La crise sanitaire et la réforme n'ont pas empêché le classement des stations de tourisme

Vingt-trois nouvelles communes ont bénéficié d'un classement en station de tourisme en 2020, portant leur total à 463 à ce jour. L'impact de la crise sanitaire sur le classement pourrait se faire davantage sentir cette année. En revanche, la déconcentration de la décision du niveau ministériel à celui des préfectures, à l'oeuvre depuis un an, devrait simplifier les choses.

Si 2020 a été une année noire pour le tourisme, la crise sanitaire n'a cependant pas interrompu le classement des stations de tourisme. Vingt-trois nouvelles communes(*) se sont en effet ajoutées à la liste des stations classées, portant leur total à 455 au 31 décembre. Depuis lors, les classements se sont poursuivis et le total s'établit, à ce jour, à 463 avec le classement de la commune de Vias (Hérault), par un arrêté préfectoral en date du 16 avril.

Covid-19, confinement et élections municipales

Le classement en station de tourisme – à ne pas confondre avec celui de commune touristique, dont les critères sont moins exigeants – suppose une offre touristique adaptée et un accueil d’excellence, évalués sur la base d'un grille très stricte, rénovée en 2019. Certes, ce bilan de 23 stations classées en 2020 est sensiblement inférieur à celui enregistré en 2019 avec 67 nouvelles stations classées (voir notre article du 15 janvier 2020) ou en 2018 avec 94 stations supplémentaires (voir notre article du 5 avril 2019). Mais l'année 2020 est exceptionnelle à double titre.
D'une part, elle a évidemment été marquée par la crise sanitaire et les confinements, qui ont sérieusement ralenti le fonctionnement des services publics et amené à revoir de nombreuses priorités. Compte tenu des délais inhérents à la procédure (montage du dossier, délibération du conseil municipal, instruction de la demande, délai laissé à l'administration pour répondre...), une bonne partie des classements prononcés en 2020 remonte à des démarches lancées avant la pandémie. L'impact de la crise sanitaire sur le classement des stations de tourisme pourrait donc se faire davantage sentir en 2021. D'autant que l'année 2020 a aussi été celle des élections municipales, période peu propice au lancement d'une procédure de ce type.
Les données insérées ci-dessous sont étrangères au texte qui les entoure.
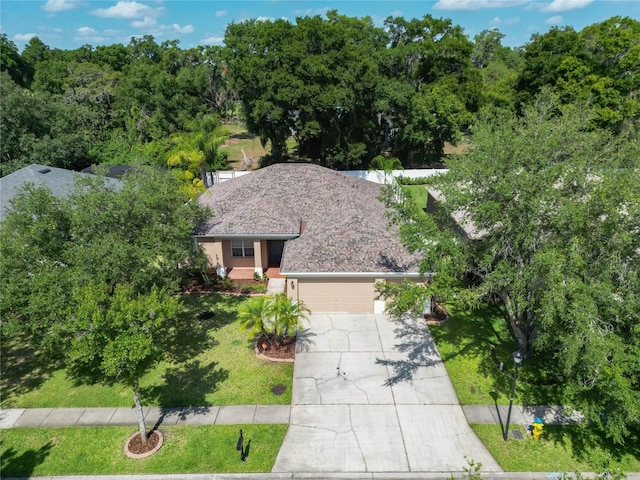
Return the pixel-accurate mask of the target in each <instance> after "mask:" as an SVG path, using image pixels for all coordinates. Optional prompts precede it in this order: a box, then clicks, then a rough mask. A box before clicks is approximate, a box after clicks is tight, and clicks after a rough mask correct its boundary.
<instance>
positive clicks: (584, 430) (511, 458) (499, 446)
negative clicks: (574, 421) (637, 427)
mask: <svg viewBox="0 0 640 480" xmlns="http://www.w3.org/2000/svg"><path fill="white" fill-rule="evenodd" d="M471 427H472V428H473V430H474V432H476V434H477V435H478V437H479V438H480V440H482V442H483V443H484V444H485V445H486V447H487V448H488V449H489V452H491V455H493V457H494V458H495V459H496V460H497V461H498V463H500V466H501V467H502V469H503V470H504V471H509V472H529V471H532V472H541V471H542V472H545V471H546V472H568V473H572V472H575V471H581V472H590V471H591V472H593V471H596V472H597V471H602V470H603V469H604V468H610V469H616V468H617V469H620V470H622V471H623V472H640V442H638V441H637V439H636V441H635V442H628V444H627V445H623V446H615V445H613V444H611V443H609V442H607V441H606V440H603V439H602V438H596V437H594V436H590V435H589V433H588V432H586V431H585V429H584V428H581V427H577V426H554V425H547V426H546V427H545V428H544V430H545V431H544V433H543V435H542V438H541V439H540V440H538V441H536V440H532V439H530V438H527V439H525V440H521V441H518V440H509V441H508V442H504V441H503V440H502V430H501V427H500V425H471ZM521 431H522V432H523V434H524V435H527V434H526V433H524V428H521Z"/></svg>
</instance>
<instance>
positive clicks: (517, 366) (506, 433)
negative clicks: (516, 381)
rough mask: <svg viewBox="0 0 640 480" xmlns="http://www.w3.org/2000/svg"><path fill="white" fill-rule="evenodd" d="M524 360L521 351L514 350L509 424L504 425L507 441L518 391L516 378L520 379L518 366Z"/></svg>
mask: <svg viewBox="0 0 640 480" xmlns="http://www.w3.org/2000/svg"><path fill="white" fill-rule="evenodd" d="M520 362H522V355H521V354H520V351H517V352H513V381H512V382H511V397H510V398H509V411H508V412H507V424H506V425H505V427H504V435H503V439H504V441H505V442H506V441H507V439H508V438H509V423H510V422H511V407H513V395H514V393H515V391H516V380H517V379H518V367H519V366H520Z"/></svg>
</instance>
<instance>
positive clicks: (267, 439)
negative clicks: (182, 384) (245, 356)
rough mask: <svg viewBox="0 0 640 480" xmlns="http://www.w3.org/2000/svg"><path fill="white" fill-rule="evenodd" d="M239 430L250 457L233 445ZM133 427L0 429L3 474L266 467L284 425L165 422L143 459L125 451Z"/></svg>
mask: <svg viewBox="0 0 640 480" xmlns="http://www.w3.org/2000/svg"><path fill="white" fill-rule="evenodd" d="M240 428H242V429H243V433H244V438H245V448H248V456H247V458H246V460H245V461H244V462H242V461H240V454H239V452H238V451H237V450H236V441H237V439H238V433H239V429H240ZM134 431H135V429H132V428H131V427H76V428H37V429H36V428H29V429H12V430H4V431H3V433H2V440H1V443H0V445H1V446H0V458H1V459H2V460H1V467H0V469H1V470H2V475H3V476H22V477H27V476H48V475H101V474H102V475H108V474H111V475H113V474H154V473H155V474H159V473H162V474H169V473H207V472H218V473H227V472H233V473H243V472H269V471H270V470H271V468H272V466H273V463H274V461H275V458H276V455H277V454H278V450H279V449H280V445H281V444H282V441H283V439H284V435H285V433H286V431H287V425H207V426H197V427H193V426H188V427H187V426H180V427H176V426H174V427H163V428H162V432H163V434H164V443H163V445H162V448H161V449H160V450H159V451H158V452H157V453H155V454H153V455H151V456H150V457H148V458H144V459H138V460H134V459H130V458H127V457H126V456H125V455H124V452H123V447H124V443H125V441H126V439H127V438H128V437H129V435H131V434H132V433H134Z"/></svg>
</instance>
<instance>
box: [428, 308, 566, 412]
mask: <svg viewBox="0 0 640 480" xmlns="http://www.w3.org/2000/svg"><path fill="white" fill-rule="evenodd" d="M447 309H448V310H449V314H450V320H449V322H447V323H445V324H442V325H434V326H431V327H430V330H431V334H432V335H433V338H434V340H435V342H436V345H437V346H438V350H439V351H440V355H441V356H442V360H443V362H444V364H445V367H446V369H447V373H448V374H449V376H450V377H451V381H452V383H453V386H454V388H455V390H456V393H457V394H458V399H459V400H460V403H462V404H465V405H470V404H494V403H498V404H507V403H509V393H510V389H511V379H512V378H513V356H512V353H513V352H514V351H515V350H517V349H518V345H517V343H516V341H515V340H514V339H513V336H512V334H511V331H510V330H509V329H508V327H507V324H506V321H505V318H504V313H503V311H502V309H500V308H498V307H495V306H482V307H479V308H477V309H476V310H459V309H456V308H455V307H453V306H450V305H448V306H447ZM501 362H502V363H503V365H504V368H503V371H501V370H500V368H499V365H500V363H501ZM545 383H548V382H545V381H544V371H543V370H542V369H541V367H540V366H539V365H538V364H537V362H535V361H534V360H531V361H525V362H523V363H522V366H521V367H520V371H519V378H518V383H517V389H516V398H515V402H516V403H522V404H527V405H546V404H551V405H562V404H563V397H562V394H561V391H560V388H558V387H554V386H553V385H545Z"/></svg>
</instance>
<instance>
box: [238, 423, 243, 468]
mask: <svg viewBox="0 0 640 480" xmlns="http://www.w3.org/2000/svg"><path fill="white" fill-rule="evenodd" d="M236 450H239V451H240V460H242V461H243V462H244V437H243V436H242V429H240V438H238V443H237V444H236Z"/></svg>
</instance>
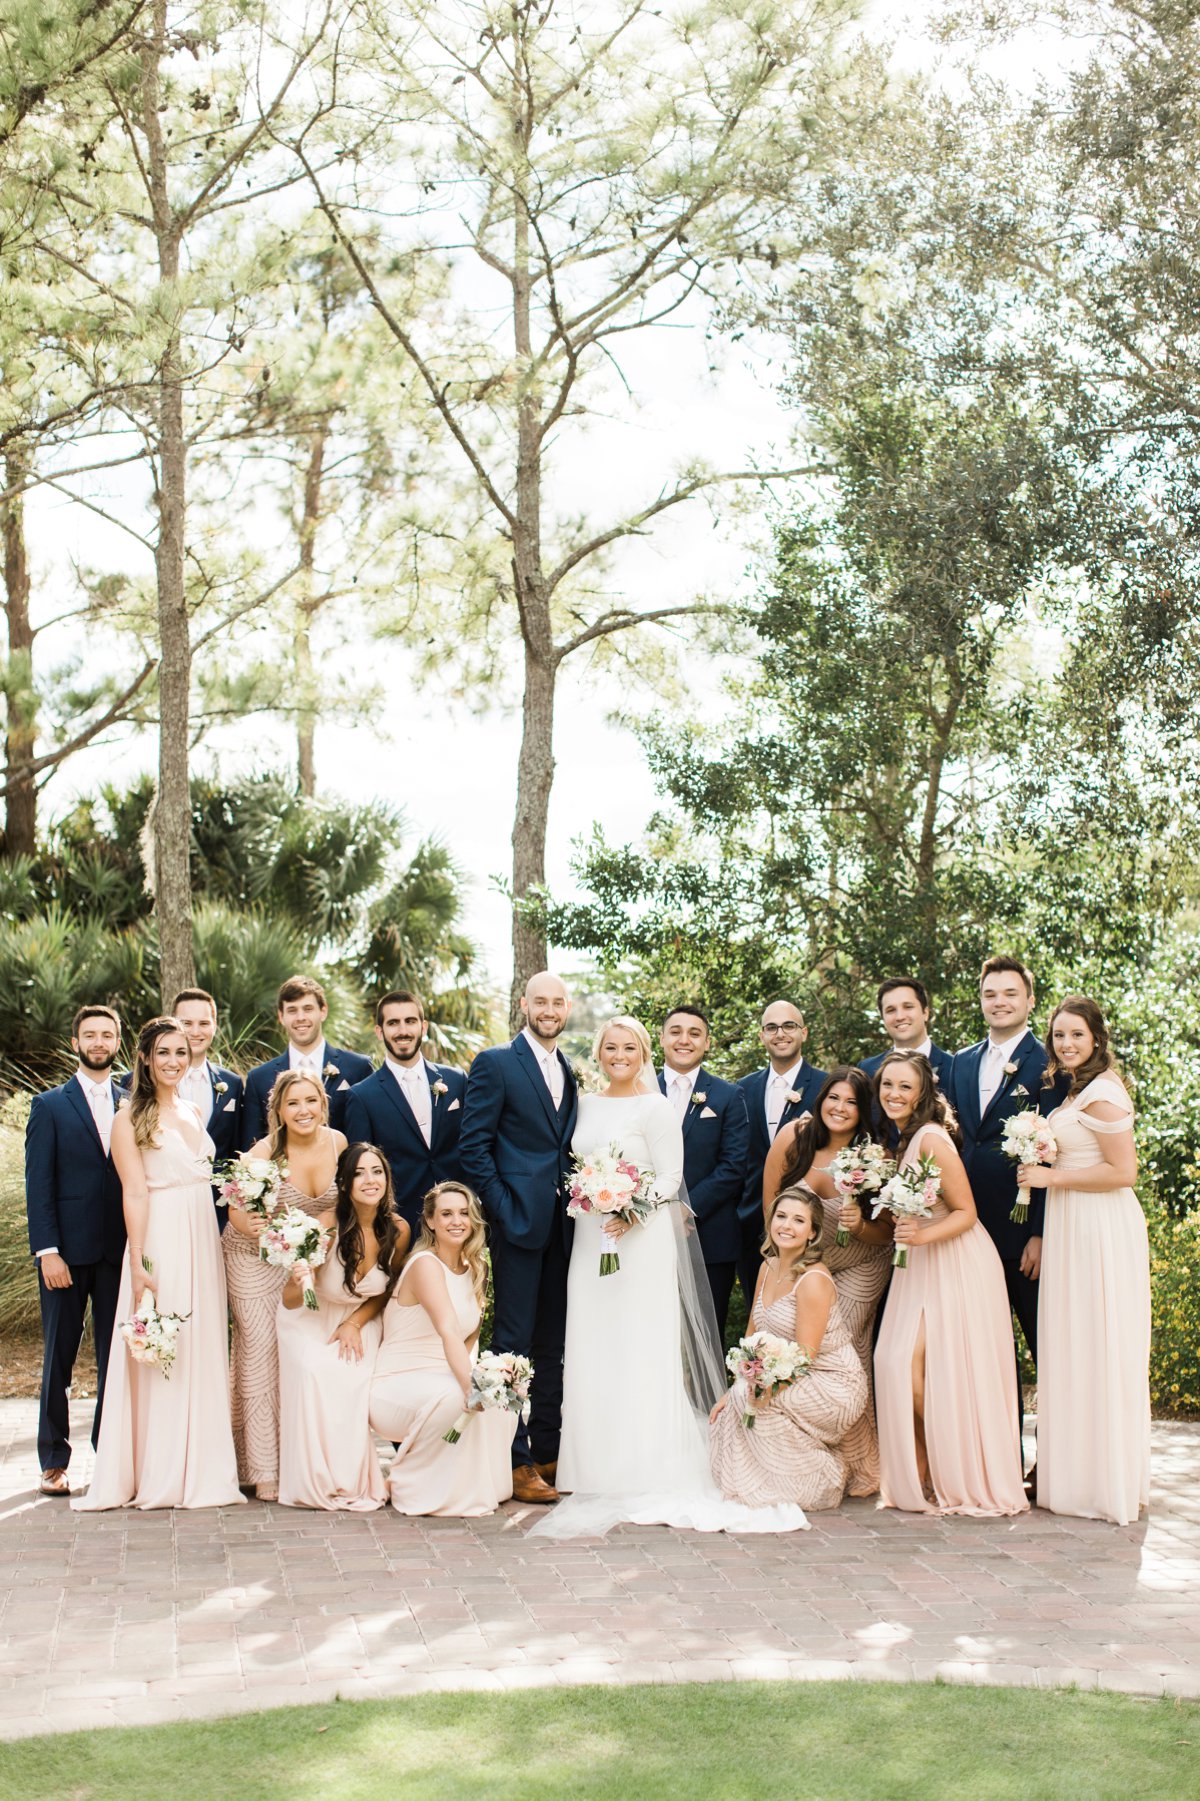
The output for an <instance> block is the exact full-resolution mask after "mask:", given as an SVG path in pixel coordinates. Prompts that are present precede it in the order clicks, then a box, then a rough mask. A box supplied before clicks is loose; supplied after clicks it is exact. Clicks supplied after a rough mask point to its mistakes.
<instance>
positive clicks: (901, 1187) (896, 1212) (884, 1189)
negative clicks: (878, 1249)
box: [870, 1153, 942, 1270]
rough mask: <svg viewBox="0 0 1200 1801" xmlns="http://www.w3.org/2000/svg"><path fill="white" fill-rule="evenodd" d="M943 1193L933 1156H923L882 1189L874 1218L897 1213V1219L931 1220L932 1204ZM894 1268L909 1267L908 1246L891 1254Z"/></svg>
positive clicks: (901, 1245)
mask: <svg viewBox="0 0 1200 1801" xmlns="http://www.w3.org/2000/svg"><path fill="white" fill-rule="evenodd" d="M941 1192H942V1172H941V1169H939V1167H937V1163H935V1162H933V1158H932V1156H928V1153H926V1156H921V1158H917V1162H915V1163H914V1165H910V1167H908V1169H899V1171H897V1172H895V1174H894V1176H892V1180H890V1181H885V1185H883V1187H881V1189H879V1198H877V1199H876V1201H872V1203H870V1214H872V1219H877V1217H879V1214H881V1212H885V1210H886V1212H890V1214H895V1217H897V1219H932V1216H933V1201H935V1199H937V1196H939V1194H941ZM892 1268H894V1270H906V1268H908V1246H906V1244H897V1246H895V1250H894V1253H892Z"/></svg>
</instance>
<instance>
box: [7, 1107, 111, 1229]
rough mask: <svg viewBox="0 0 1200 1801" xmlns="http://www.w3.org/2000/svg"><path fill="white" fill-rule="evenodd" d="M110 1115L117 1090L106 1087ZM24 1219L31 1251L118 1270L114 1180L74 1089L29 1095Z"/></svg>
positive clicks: (104, 1149)
mask: <svg viewBox="0 0 1200 1801" xmlns="http://www.w3.org/2000/svg"><path fill="white" fill-rule="evenodd" d="M112 1104H114V1111H115V1109H117V1106H119V1104H121V1090H119V1088H117V1084H115V1082H114V1084H112ZM25 1214H27V1217H29V1248H31V1252H38V1250H49V1248H50V1246H52V1244H54V1246H58V1253H59V1257H61V1259H63V1263H67V1264H86V1263H121V1257H123V1255H124V1212H123V1208H121V1180H119V1176H117V1171H115V1167H114V1162H112V1156H108V1154H106V1153H105V1145H103V1144H101V1135H99V1133H97V1129H95V1120H94V1118H92V1108H90V1106H88V1104H86V1099H85V1095H83V1090H81V1088H79V1082H77V1081H76V1077H74V1075H72V1077H70V1081H68V1082H63V1086H61V1088H47V1091H45V1093H41V1095H34V1099H32V1106H31V1108H29V1126H27V1127H25Z"/></svg>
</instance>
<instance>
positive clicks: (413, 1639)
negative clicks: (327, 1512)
mask: <svg viewBox="0 0 1200 1801" xmlns="http://www.w3.org/2000/svg"><path fill="white" fill-rule="evenodd" d="M85 1419H86V1407H85V1408H79V1412H77V1430H76V1443H77V1444H83V1443H85V1439H86V1425H85ZM34 1426H36V1403H32V1401H0V1736H18V1734H25V1733H43V1731H54V1729H70V1727H94V1725H141V1724H150V1722H159V1720H178V1718H186V1716H198V1715H218V1713H238V1711H243V1709H249V1707H268V1706H279V1704H285V1702H308V1700H330V1698H333V1697H335V1695H342V1697H368V1695H371V1697H380V1695H414V1693H423V1691H429V1689H456V1688H463V1689H465V1688H490V1689H495V1688H517V1686H542V1684H571V1682H681V1680H723V1679H739V1677H793V1679H822V1677H850V1679H854V1680H888V1682H908V1680H917V1679H930V1677H935V1675H941V1677H944V1679H948V1680H957V1682H1004V1684H1020V1686H1041V1688H1054V1686H1063V1684H1077V1686H1079V1688H1105V1689H1123V1691H1128V1693H1137V1695H1164V1693H1166V1695H1184V1697H1196V1698H1200V1426H1193V1425H1157V1426H1155V1464H1153V1473H1155V1488H1153V1507H1151V1515H1150V1520H1148V1522H1142V1524H1139V1525H1130V1527H1115V1525H1101V1524H1097V1522H1090V1520H1067V1518H1056V1516H1052V1515H1047V1513H1038V1511H1034V1513H1032V1515H1031V1516H1025V1518H1022V1520H1016V1522H969V1520H924V1518H915V1516H903V1515H894V1513H886V1511H877V1509H876V1506H874V1504H872V1502H863V1500H859V1502H849V1504H847V1506H843V1507H841V1509H840V1511H838V1513H832V1515H814V1518H813V1531H811V1533H800V1534H793V1536H787V1538H780V1540H764V1538H742V1540H737V1538H726V1536H723V1534H710V1536H701V1534H692V1533H672V1531H667V1529H665V1527H625V1529H620V1531H616V1533H611V1534H609V1538H605V1540H586V1542H575V1543H568V1545H553V1543H546V1542H533V1543H526V1540H524V1529H526V1525H528V1520H530V1515H532V1513H533V1511H535V1509H521V1507H514V1506H510V1507H506V1509H505V1511H503V1513H499V1515H495V1516H494V1518H488V1520H476V1522H454V1520H445V1522H441V1520H420V1522H418V1520H404V1518H398V1516H396V1515H393V1513H391V1511H389V1509H386V1511H382V1513H375V1515H312V1513H297V1511H294V1509H290V1507H277V1506H263V1504H258V1502H250V1504H249V1506H245V1507H231V1509H227V1511H220V1513H175V1515H169V1513H148V1515H137V1513H132V1511H130V1513H110V1515H76V1513H70V1509H68V1507H67V1506H65V1504H63V1502H61V1500H45V1498H41V1497H38V1493H36V1486H34V1482H36V1455H34ZM90 1462H92V1459H90V1450H88V1452H86V1455H81V1453H76V1462H74V1466H72V1477H74V1480H76V1482H77V1484H83V1482H85V1480H86V1477H88V1473H90Z"/></svg>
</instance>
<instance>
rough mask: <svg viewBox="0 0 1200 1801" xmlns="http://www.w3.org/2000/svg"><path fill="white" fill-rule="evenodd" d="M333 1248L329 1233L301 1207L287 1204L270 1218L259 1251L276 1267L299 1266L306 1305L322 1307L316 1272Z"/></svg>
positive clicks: (281, 1267) (305, 1305)
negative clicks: (302, 1278) (286, 1205)
mask: <svg viewBox="0 0 1200 1801" xmlns="http://www.w3.org/2000/svg"><path fill="white" fill-rule="evenodd" d="M328 1248H330V1239H328V1234H326V1232H323V1230H321V1226H319V1225H317V1221H315V1219H312V1217H310V1216H308V1214H306V1212H303V1208H299V1207H285V1208H283V1210H281V1212H277V1214H274V1217H272V1219H268V1221H267V1225H265V1226H263V1232H261V1235H259V1241H258V1255H259V1257H261V1259H263V1263H270V1264H274V1268H276V1270H286V1273H288V1275H290V1273H292V1270H299V1272H301V1273H303V1277H305V1306H306V1308H314V1309H315V1308H319V1304H321V1302H319V1300H317V1290H315V1288H314V1281H312V1272H314V1270H319V1268H321V1264H323V1263H324V1257H326V1252H328Z"/></svg>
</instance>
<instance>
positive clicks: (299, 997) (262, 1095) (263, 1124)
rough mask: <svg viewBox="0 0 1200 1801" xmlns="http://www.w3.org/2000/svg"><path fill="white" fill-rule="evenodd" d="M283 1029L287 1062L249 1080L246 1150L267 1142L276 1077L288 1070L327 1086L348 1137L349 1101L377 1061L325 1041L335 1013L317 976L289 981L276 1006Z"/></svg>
mask: <svg viewBox="0 0 1200 1801" xmlns="http://www.w3.org/2000/svg"><path fill="white" fill-rule="evenodd" d="M276 1007H277V1018H279V1028H281V1032H283V1036H285V1037H286V1041H288V1048H286V1050H285V1052H283V1055H281V1057H272V1059H270V1063H259V1064H258V1068H256V1070H250V1073H249V1075H247V1079H245V1102H243V1108H241V1149H243V1151H249V1147H250V1145H252V1144H258V1140H259V1138H265V1136H267V1102H268V1100H270V1090H272V1088H274V1086H276V1077H277V1075H283V1072H285V1070H308V1072H312V1075H314V1077H315V1079H317V1081H319V1082H323V1084H324V1091H326V1095H328V1097H330V1126H333V1129H335V1131H344V1129H346V1127H344V1113H346V1097H348V1093H350V1090H351V1088H353V1086H355V1082H366V1079H368V1075H369V1073H371V1059H369V1057H360V1055H359V1052H357V1050H335V1048H333V1045H326V1041H324V1021H326V1016H328V1012H330V1007H328V1001H326V998H324V989H323V987H321V983H319V982H314V980H312V976H288V980H286V982H285V983H283V987H281V989H279V1000H277V1003H276Z"/></svg>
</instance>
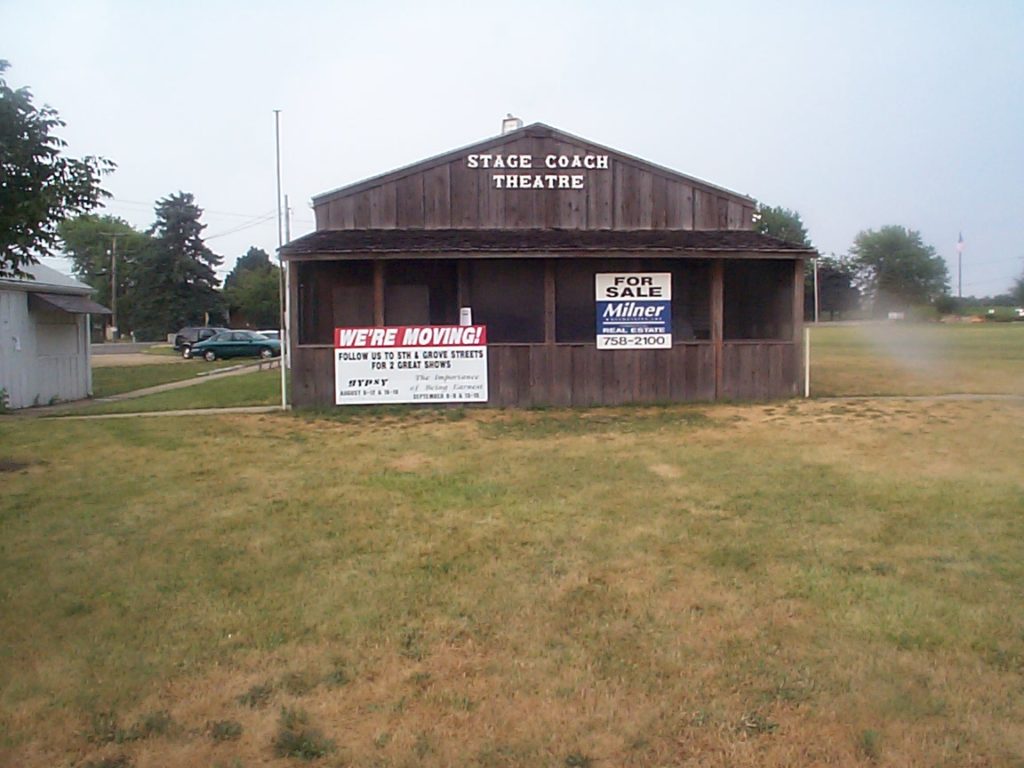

Une année 2020 sous deux régimes différents

Mais l'année 2020 a surtout connu une profonde transformation de la procédure de classement, avec la déconcentration de la décision du niveau ministériel à celui des préfectures. La mesure a été introduite par l'article 16 de loi du 27 décembre 2019 relative à l'engagement dans la vie locale et à la proximité de l'action publique (voir notre article du 22 janvier 2020). Elle s'est concrétisée avec un décret du 27 avril 2020 – en plein confinement – relatif au classement des communes en station de tourisme (voir notre article du 30 avril 2020).
Celui-ci prévoit que le classement est désormais prononcé par un simple arrêté du préfet de département, là où un décret était jusqu'alors nécessaire. La réforme comprend également d'autres composantes, comme la possibilité ouverte aux EPCI de demander le bénéfice de la dénomination station classée de tourisme, la simplification du dossier de demande et, plus encore, le raccourcissement du délai accordé à l'administration – en l'occurrence le préfet du département – pour procéder au classement en station de tourisme (ramené de douze à trois mois, à compter du moment où le dossier de demande est considéré complet).
Ainsi, sur les 23 communes classées comme stations de tourisme en 2020, sept l'ont été par un décret (donc avant la réforme d'avril) et les 16 autres par un arrêté préfectoral. La transition entre les deux procédures n'a toutefois pas créé de temps mort, puisque la première station classée sous le nouveau régime – en l'occurrence Le Cannet (Alpes-Maritimes) – l'a été par un arrêté préfectoral du 18 mai 2020, trois semaines après le décret du 27 avril.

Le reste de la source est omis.